PE-HRI-temporal: A Multimodal Temporal Dataset in a robot mediated Collaborative Educational Setting

Please note that this dataset corresponds to the training data used in "Social robots as skilled ignorant peers for supporting learning "[7]. This (second) version of the dataset additionally includes labels (PE score and cluster labels for each datapoint).

This data set consists of multi-modal temporal team behaviors as well as learning outcomes collected in the context of a robot mediated collaborative and constructivist learning activity called JUSThink [1,2]. The data set can be useful for those looking to explore evolution of log actions, speech behavior, affective states, and gaze patterns for students to model constructs such as engagement, motivation, collaboration, etc. in educational settings.

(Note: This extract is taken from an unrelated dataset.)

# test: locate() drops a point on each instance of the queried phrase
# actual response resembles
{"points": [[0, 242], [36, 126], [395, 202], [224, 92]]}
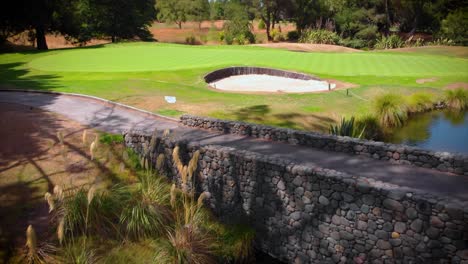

In this data set, team level data is collected from 34 teams of two (68 children) where the children are aged between 9 and 12. There are two files:

PE-HRI_learning_and_performance.csv: This file consists of the team level performance and learning metrics which are defined below:

last_error: This is the error of the last submitted solution. Note that if a team has found an optimal solution (error = 0) the game stops, therefore making last error = 0. This is a metric for performance in the task.

T_LG_absolute: It is a team-level learning outcome that we calculate by taking the average of the two individual absolute learning gains of the team members. The individual absolute gain is the difference between a participant’s post-test and pre-test score, divided by the maximum score that can be achieved (10), which grasps how much the participant learned of all the knowledge available.

T_LG_relative: It is a team-level learning outcome that we calculate by taking the average of the two individual relative learning gains of the team members. The individual relative gain is the difference between a participant’s post-test and pre-test score, divided by the difference between the maximum score that can be achieved and the pre-test score. This grasps how much the participant learned of the knowledge that he/she didn’t possess before the activity.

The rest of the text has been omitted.